Sometimes I feel like a recovering addict. Like us infertile girls need our own form of AA. Like having the chance to get up in front of a group of others who have felt this way and saying:” Hello. My name is Marcy and I’m an infertile Myrtile.” would make things a bit easier. Our own Infertility Incognito. And in many ways I think it would. Just as in many ways dealing with infertility is like battling the demons of addiction. Only it’s not a liquor bottle that brings me to my knees. But like other addictions, this thirst is also never quenched.
It doesn’t seem to matter how well I’m doing or have been doing, sometimes it just hits me: this is a LIFE LONG thing. Just as an alcoholic is forever an alcoholic, I will be an infertile woman until the day I die. Dear. God. Until I draw my last breath this will always be the loss in my heart, the ache that never is filled and the battle that will continue to rage on. It’s funny because I gauge my recovery by my reaction to things. Just as I would imagine a person addicted gages their willpower to ignore the bottle calling their name. I can tell how settled I am, or healed I am at a particular moment in time by how I respond to a situation or conversation. Did I break down in tears when I saw the picture of the newborn and new mom? Did I feel insignificant when others talked about their labors and deliveries? Etc., etc. The other day I had a conversation with someone who casually mentioned how easy it is to procreate and the words out of my mouth were “For some.”. Then I paused, did a little self inventory and realized that yes, I was okay right then. It wasn’t a stinging blow (which would NOT have been intentional, and not something most would think would be. Unless they’ve traveled this road).

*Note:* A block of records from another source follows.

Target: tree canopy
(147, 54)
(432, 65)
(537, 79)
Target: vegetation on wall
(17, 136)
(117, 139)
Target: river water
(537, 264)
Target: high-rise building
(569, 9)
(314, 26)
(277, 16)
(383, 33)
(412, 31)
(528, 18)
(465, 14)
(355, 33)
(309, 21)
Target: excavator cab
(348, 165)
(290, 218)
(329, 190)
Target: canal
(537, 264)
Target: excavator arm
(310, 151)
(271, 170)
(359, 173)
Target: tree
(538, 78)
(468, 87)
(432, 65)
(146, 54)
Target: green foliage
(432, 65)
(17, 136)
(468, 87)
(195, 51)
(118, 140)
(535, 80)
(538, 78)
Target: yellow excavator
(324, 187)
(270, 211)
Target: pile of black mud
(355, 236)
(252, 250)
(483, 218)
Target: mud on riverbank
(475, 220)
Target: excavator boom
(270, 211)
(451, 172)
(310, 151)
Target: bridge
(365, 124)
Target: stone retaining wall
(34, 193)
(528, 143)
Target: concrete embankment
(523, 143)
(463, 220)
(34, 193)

I’ve spent the last few days trying to think up the back summary for my book. What is going to draw a person in to want to read my story? But how can I summarize a life’s worth of infertility? All words seem to pale next to the reality that this is my story, my innermost thoughts and the cries of my spirit that I have laid out in the hopes to help. It is bare. It is raw. It is all that I am. How can I summarize that? I just don’t know. And how do you battle an addiction that is unseen? That goes without recognition or understanding? Honestly, I’m not sure.
All I can do is stand before you, bare to the bone with my thoughts and emotions.
Hello. My name is Marcy. I am unable to carry children. I have lost that battle physically, but emotionally it rages on. So I try to keep things simple. Right now I am ok. And I would like to offer you an olive branch of hope. This blog and this book are my steps to recovery, and I hope they can help you as well.